Diana aparca el tema con un suspiro y regresa a la conversación anterior.

– ¿Samir Asmar hizo que lo mataran? ¿A su hermano?

– ¿Por qué no? Este es un país sin límites morales. Por eso nos atrae, incluso nos gusta. Por eso, siendo tan pequeño, nos parece inabarcable. Todo es posible.

¿Todo?

– Pobre Tony -prosigue él-. Nunca supo medir sus fuerzas. No era hombre de conspiraciones ni daba la talla para…

Se interrumpe. En silencio, ella completa la frase: «Para casarse con Cora.» Una ráfaga de viento agita el mantel. A la vacilante luz de las velas que restan, el rostro de su amigo se embosca. Sólo ve el breve trazo de sus dientes. Un lobo en la oscuridad, pensamiento que rechaza de inmediato. Vete a Egipto, Diana. Vete a Egipto, se dice.

– ¿Viste a Fattush? -inquiere Salva-. ¿Alguna noticia?

De súbito, Dial recuerda.

– ¿Qué hacías en el edificio de la Inteligencia Militar? Fattush te ha visto.

– Ya te he dicho que he estado muy liado. He tenido que encargarme de tramitar los permisos para el nuevo curso de español en el sur.

Así que es eso. Las clases de castellano que patrocina el Ejército español, en combinación con la embajada y con la Fundación Quijote, en la zona del sur de Líbano en donde se hallan desplegados los soldados españoles, integrantes de las fuerzas de interposición entre Israel y Líbano, enviadas por la ONU después de la guerra de 2006.

– Una auténtica pesadez -apostilla el hombre.

– Los permisos dependen de Seguridad Militar, no de Inteligencia -observa Diana.

– Había problemas con los alcaldes del sur, que la mayoría o son de Hizbolá o simpatizan con ellos.

Salva mira el reloj.

– Madrugo, he de supervisar la sede de Yunieh. -Y a continuación, como sin darle importancia-: ¿Qué vas a hacer con Samir Asmar?

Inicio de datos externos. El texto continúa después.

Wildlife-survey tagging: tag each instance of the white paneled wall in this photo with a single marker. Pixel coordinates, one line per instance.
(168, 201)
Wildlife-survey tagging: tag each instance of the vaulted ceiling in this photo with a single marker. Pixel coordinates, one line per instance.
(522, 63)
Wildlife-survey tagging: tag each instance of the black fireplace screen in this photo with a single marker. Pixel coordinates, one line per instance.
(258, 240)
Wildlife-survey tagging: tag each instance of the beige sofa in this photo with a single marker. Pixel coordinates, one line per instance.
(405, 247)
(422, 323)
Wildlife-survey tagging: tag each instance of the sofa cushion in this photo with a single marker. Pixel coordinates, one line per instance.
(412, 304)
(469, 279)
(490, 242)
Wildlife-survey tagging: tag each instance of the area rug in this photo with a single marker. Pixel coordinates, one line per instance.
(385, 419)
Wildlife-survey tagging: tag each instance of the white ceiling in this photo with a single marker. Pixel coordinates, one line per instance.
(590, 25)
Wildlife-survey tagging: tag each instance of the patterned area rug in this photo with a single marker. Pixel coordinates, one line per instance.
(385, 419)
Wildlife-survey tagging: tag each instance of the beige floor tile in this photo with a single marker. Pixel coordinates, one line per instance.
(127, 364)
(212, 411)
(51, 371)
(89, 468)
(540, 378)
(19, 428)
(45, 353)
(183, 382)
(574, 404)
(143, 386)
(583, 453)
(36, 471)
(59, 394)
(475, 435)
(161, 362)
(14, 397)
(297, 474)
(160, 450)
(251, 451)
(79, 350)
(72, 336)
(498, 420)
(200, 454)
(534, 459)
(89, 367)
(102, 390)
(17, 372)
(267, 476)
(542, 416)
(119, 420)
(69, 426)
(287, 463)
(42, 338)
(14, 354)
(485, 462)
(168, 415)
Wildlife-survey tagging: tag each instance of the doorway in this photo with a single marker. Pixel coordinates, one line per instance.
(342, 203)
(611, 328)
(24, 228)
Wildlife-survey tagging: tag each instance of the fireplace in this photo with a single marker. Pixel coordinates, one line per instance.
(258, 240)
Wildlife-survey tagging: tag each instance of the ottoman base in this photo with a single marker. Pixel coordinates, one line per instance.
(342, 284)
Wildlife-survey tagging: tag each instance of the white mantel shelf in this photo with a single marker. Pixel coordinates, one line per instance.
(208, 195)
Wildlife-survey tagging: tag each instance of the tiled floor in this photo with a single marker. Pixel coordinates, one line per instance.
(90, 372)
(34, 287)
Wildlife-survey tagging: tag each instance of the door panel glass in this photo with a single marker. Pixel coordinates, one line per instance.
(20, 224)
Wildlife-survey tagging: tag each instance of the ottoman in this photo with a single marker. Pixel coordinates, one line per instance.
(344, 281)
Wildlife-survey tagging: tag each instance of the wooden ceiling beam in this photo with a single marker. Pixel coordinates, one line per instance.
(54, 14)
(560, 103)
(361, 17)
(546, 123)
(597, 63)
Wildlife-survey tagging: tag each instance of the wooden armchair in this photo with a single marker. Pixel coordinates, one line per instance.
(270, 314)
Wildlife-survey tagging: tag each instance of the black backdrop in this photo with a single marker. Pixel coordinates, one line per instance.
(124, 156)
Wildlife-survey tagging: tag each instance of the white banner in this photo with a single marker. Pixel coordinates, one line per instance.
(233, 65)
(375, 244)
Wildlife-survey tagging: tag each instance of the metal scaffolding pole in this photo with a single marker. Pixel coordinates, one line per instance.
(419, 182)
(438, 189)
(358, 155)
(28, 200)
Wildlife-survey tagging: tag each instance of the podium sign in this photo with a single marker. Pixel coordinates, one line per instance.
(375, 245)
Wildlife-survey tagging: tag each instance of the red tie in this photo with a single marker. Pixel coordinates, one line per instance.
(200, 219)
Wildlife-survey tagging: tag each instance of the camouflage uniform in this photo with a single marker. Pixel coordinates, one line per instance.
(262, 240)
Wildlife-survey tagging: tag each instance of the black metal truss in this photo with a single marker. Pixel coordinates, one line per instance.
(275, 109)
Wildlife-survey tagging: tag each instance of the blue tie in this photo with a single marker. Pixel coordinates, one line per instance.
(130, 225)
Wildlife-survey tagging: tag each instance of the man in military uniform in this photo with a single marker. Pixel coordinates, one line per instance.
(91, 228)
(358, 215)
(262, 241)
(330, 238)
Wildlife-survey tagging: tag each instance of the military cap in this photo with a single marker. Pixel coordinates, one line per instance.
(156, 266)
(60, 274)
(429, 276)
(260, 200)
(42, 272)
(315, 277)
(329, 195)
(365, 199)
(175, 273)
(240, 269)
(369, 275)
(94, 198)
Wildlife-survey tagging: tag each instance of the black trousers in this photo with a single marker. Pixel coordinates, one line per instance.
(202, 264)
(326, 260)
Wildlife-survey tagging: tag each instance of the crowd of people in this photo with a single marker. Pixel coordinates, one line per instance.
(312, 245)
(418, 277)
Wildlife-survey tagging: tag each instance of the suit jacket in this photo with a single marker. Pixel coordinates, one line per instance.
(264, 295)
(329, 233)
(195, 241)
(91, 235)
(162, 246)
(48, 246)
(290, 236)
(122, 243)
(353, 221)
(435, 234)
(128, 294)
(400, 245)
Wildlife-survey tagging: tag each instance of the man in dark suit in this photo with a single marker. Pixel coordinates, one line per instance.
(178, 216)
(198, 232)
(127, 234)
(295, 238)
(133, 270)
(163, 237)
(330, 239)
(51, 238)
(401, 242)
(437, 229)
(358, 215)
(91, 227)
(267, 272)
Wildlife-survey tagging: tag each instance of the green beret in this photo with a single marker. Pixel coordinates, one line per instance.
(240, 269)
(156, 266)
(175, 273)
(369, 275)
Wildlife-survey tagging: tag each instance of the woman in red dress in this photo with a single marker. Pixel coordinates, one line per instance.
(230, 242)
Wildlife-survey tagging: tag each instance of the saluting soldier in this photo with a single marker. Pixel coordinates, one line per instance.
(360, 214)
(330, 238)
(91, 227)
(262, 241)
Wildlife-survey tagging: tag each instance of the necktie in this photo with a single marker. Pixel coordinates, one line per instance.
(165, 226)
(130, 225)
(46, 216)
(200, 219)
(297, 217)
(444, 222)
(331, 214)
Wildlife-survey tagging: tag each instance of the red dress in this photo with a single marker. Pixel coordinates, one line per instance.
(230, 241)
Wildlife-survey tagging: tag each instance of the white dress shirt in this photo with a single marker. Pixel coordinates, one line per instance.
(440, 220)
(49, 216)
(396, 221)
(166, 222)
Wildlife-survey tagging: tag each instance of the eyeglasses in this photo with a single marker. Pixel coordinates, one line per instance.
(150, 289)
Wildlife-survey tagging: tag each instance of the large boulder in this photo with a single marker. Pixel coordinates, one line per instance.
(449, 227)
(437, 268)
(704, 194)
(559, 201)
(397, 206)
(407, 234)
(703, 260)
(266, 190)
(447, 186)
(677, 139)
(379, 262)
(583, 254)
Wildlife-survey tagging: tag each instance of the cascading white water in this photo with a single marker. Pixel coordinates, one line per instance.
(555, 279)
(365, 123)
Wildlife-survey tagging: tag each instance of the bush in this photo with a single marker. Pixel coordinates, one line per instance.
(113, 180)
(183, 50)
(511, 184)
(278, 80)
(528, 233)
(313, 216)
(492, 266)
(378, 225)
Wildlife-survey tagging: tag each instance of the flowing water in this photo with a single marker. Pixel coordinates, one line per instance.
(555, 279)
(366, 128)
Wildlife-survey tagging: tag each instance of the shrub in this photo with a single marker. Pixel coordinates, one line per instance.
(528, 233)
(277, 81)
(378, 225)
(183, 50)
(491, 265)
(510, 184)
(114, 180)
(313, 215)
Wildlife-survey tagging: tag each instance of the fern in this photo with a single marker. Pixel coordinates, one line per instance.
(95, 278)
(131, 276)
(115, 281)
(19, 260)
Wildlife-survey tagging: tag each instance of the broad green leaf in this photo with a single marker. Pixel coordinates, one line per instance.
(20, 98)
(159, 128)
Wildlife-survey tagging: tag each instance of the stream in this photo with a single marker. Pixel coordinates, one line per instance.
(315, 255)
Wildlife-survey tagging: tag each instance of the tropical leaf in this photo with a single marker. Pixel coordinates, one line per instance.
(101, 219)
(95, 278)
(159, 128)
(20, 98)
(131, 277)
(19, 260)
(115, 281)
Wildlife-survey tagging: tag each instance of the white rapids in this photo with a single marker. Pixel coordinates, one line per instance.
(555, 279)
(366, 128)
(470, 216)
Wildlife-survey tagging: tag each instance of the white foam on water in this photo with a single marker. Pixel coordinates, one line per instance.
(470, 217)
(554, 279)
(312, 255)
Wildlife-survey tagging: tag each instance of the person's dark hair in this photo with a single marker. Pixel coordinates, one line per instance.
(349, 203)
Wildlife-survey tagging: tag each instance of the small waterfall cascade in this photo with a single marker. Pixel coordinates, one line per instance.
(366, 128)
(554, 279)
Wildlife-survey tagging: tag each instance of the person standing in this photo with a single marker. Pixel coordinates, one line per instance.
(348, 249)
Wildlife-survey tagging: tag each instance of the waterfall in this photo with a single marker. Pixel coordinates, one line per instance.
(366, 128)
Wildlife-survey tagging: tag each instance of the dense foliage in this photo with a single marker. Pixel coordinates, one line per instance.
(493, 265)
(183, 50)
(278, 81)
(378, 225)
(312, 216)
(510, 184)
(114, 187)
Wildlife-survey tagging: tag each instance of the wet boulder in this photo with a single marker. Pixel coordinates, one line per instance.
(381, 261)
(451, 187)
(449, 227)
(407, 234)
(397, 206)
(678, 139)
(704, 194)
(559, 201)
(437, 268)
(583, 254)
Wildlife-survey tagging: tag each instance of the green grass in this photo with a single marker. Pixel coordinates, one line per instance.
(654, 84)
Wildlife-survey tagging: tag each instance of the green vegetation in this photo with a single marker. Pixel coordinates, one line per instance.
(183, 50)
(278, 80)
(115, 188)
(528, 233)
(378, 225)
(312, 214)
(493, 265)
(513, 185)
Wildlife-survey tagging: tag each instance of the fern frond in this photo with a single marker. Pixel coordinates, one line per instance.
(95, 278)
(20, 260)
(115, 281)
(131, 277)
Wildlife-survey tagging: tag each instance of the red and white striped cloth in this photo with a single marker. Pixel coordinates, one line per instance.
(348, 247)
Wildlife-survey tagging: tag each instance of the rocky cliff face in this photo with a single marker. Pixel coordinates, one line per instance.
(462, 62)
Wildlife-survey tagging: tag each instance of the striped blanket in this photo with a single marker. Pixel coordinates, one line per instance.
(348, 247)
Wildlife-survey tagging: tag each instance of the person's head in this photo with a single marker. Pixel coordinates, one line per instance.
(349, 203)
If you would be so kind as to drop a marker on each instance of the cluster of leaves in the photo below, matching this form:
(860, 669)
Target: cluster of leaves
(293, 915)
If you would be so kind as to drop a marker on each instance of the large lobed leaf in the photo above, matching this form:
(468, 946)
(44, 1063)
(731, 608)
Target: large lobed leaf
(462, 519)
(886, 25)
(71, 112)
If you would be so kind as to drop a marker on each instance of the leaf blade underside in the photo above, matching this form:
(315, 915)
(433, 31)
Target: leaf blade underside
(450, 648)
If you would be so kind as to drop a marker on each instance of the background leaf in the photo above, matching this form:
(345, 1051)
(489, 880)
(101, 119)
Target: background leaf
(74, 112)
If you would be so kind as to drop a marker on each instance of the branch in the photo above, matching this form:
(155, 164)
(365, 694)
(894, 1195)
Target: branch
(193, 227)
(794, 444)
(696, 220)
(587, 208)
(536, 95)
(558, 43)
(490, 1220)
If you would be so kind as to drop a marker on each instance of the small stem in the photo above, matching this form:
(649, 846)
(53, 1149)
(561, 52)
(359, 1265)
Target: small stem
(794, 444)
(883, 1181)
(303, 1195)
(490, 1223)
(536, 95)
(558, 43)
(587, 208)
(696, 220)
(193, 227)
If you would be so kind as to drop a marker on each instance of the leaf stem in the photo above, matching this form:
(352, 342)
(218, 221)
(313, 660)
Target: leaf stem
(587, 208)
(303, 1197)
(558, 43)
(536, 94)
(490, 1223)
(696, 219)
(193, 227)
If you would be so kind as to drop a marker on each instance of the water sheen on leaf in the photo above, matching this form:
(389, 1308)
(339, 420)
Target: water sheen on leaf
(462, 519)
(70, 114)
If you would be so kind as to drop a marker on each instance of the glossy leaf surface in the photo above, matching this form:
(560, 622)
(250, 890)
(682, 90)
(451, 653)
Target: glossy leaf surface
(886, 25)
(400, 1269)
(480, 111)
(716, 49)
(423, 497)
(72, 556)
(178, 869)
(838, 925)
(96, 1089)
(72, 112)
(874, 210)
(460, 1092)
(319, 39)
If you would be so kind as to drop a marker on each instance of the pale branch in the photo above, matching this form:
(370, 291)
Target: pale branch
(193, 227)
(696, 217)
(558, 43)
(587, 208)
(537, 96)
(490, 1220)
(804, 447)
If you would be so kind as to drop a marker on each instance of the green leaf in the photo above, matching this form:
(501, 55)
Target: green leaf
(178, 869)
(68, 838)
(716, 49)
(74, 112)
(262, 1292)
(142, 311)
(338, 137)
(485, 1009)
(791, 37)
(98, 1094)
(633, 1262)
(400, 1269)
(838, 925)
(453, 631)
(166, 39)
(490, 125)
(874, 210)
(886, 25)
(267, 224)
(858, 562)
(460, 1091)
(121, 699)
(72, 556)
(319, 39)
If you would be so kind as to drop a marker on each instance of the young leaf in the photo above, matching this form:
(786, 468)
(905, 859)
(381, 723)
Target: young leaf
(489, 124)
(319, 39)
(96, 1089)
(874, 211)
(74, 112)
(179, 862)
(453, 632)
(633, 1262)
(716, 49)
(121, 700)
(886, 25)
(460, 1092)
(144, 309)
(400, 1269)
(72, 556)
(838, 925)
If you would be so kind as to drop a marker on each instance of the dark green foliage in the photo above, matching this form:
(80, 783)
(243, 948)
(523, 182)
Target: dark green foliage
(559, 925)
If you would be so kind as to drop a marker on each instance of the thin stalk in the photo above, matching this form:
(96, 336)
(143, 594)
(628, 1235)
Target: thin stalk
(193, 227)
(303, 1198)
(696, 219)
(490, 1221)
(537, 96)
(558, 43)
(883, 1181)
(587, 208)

– Iré a verle. Al fin y al cabo, no puede decirle que no a una periodista que investiga para escribir un libro sobre las familias que mantienen viva la llama del cristianismo en Oriente Medio.

Matas asiente.

– Es una buena excusa.

Recogen los platos, que dejan en el fregadero para que Joy los limpie mañana. Desde la terraza, Diana le ve alejarse. Silueta de ciprés, pasos que se alejan. Son los de él -hacia ella- movimientos de ida y de venida, sin ninguna progresión. Siempre equidistante. Lejano.

Regresa a la cocina a por un vaso de agua. Las bolsas de la compra, vacías, han caído al suelo a causa del viento que se cuela por la ventana abierta de par en par. Al alisar una de las que ha traído Salvador Matas, ve que pertenece a La Bersagliera, una de las tiendas de delicatessen más caras de Beirut.

La Bersagliera. Situada en Saifi. A veinte metros de donde vive Cora.